GEMMs are engineered using three common strategies: knock-in, knock-out, and conditional or inducible variants. Knock-in, or a gain-of-function approach, inserts a transgene or modified allele, often to activate oncogenic pathways. This method often utilizes fluorescent or bioluminescent cassettes such as GFP or luciferase to quantify promoter activity, trace lineages, and monitor tumor kinetics longitudinally. Knock-out, or loss-of-function, modifications disrupt a defined gene or DNA segment to reveal tumor suppressor requirements for cancer initiation, progression, or therapeutic response. Conditional and inducible knock-outs use recombinase sites flanking key exons to inactivate genes in selected tissues or cell types using specific promoters. They can also allow temporal control by switch alleles on or off at specific disease stages using transactivator compounds such as tamoxifen or doxycycline.

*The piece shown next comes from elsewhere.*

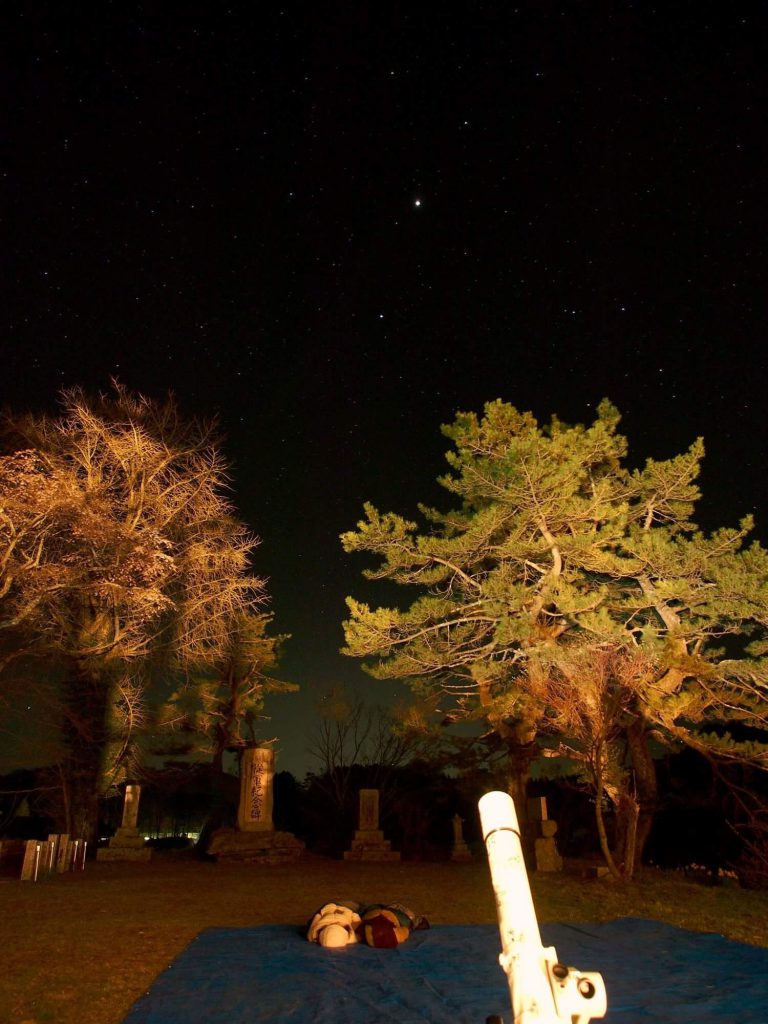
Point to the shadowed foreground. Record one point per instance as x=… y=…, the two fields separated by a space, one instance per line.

Transgenes in GEMMs are established either by standard microinjection into the pronucleus of fertilized mouse embryos or by gene targeting in embryonic stem cells (ESCs) and insertion into blastocysts. Pronuclear injection yields random integration with variable copy number and position effects, while ESC targeting via homologous recombination enables precise knock-in or knock-out alleles that can be combined with Cre-lox strategies for conditional control. Additional approaches include somatic cell nuclear transfer, retroviral-mediated transgenesis, sperm- or testis-mediated gene transfer, RNAi-based knockdown, and programmable nuclease platforms, like ZFNs, TALENs, and CRISPR-Cas9. Each method carries trade-offs in precision, efficiency, mosaicism, off-target risk, and ease of scaling, so the choice depends on experimental goals and required allele architecture.

A significant bottleneck in GEMM-based preclinical research is time, since engineering, breeding, and validating new lines can take many months before cohorts are study ready. To accelerate programs without compromising biological fidelity, researchers can source pre-established strains and study support from strain repositories, databases, and commercial providers. Public options include the NIH National Cancer Institute Mouse Repository, the Mutant Mouse Resource and Research Centers, the European Mouse Mutant Archive, and the International Mouse Strain Resource, which streamlines discovery of available alleles and distribution sites. Commercial platforms such as The Jackson Laboratory, Charles River, Crown Bioscience, and Taconic Biosciences provide access to a diverse GEMM catalogs with additional support to enable target validation, efficacy, and resistance studies on clinically relevant timelines.